The company’s basic headline earnings per share grew by 12% to 655.3 cents per share, while basic earnings per share increased by 11% to 648.7 cents per share.

“If you stand back and look at it through hard economic eyes, I’m not sure the BRICS construct makes a ton of sense for us,” Pullinger said. 

Pullinger is also concerned about South Africa’s reputation as an investible economy due to its membership in the geopolitical grouping. 

In particular, he is worried about South Africa’s support of the addition of new members such as Saudi Arabia, Iran, and the United Arab Emirates (UAE). 

Iran has been blacklisted by the Financial Action Task Force (FATF), while the UAE is on the greylist with South Africa. 

South Africa’s association with these states also raises questions about its desire to get off FATF’s greylist, said Pullinger. 

This “seems to show at a general government level, excluding the Treasury and the Reserve Bank, that people are not prepared to do the hard yards to get us off the greylist”, Pullinger said. 

The National Treasury is set to meet with the Financial Action Task Force (FATF)  soon to update the organisation about the country’s progress on the 22 recommended actions to get off the grey list. 

FirstRand CEO, Alan Pullinger

South Africa not benefitting from BRICS

South Africa has not tangibly benefitted from its BRICS membership, as no trade agreements or treaties have emerged from the global grouping. 

Old Mutual Wealth investment strategist Izak Odendaal said that the BRICS grouping is still a fairly informal collection of states without a founding treaty or free trade agreement. 

This ‘loose’ cooperation has made it “hard to point to tangible benefits that we have gotten from being part of BRICS”, Odendaal said. 

“So far, it has been mainly symbolic that we get to play on the same stage as economies much larger than ours.”

South Africa is by far the smallest economy in the BRICS grouping as the only member not to have a trillion-dollar economy. 

However, the country is vital to the grouping because of its rich mineral resources, allowing the growing economies of China and India to access sufficient quantities of essential commodities for their industries. 

If trade can increase among the BRICS nations, the global economy will benefit, Odendaal said. 

For South Africa to benefit from BRICS, it must gain access to the large Chinese and Indian markets through free trade agreements. 
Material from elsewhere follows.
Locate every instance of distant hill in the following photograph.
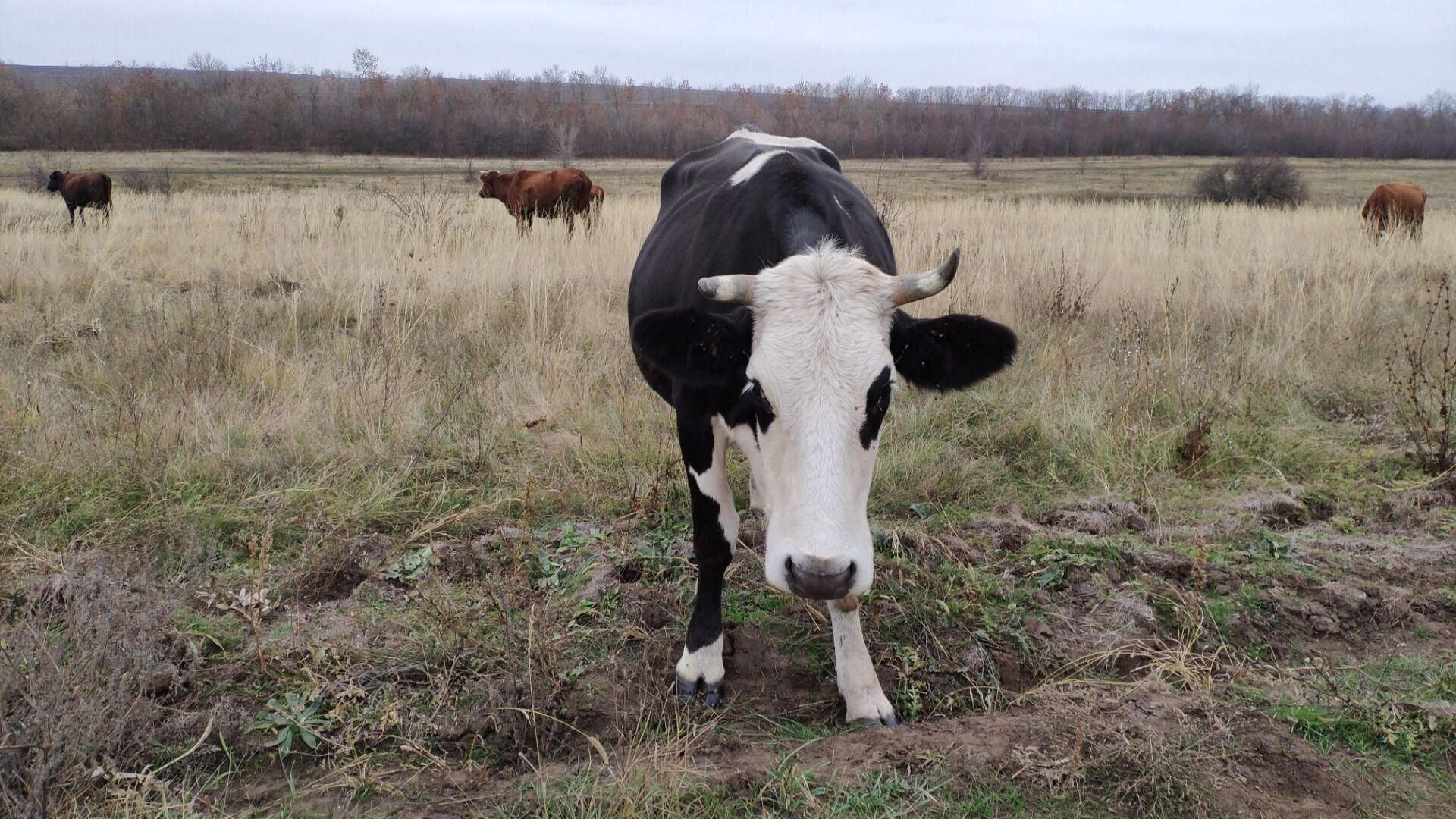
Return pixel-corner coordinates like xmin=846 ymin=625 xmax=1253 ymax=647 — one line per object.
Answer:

This will help the country diversify its exports and earn vital foreign currency. 

The Chinese and Indian economies are set to become the world’s two largest economies in the coming decades, according to Goldman Sachs. 

India, in particular, is growing rapidly and exhibiting many characteristics China had when it grew to become the world’s second-largest economy. 

Despite the Chinese economy facing significant challenges, including a property bubble, an ageing population, and growing public debt, it will remain a vital market for South African exports. 

“South Africa should not be worried about who is number one and number two in the world. The main thing is that we can participate in trade with China and India,” Odendaal said.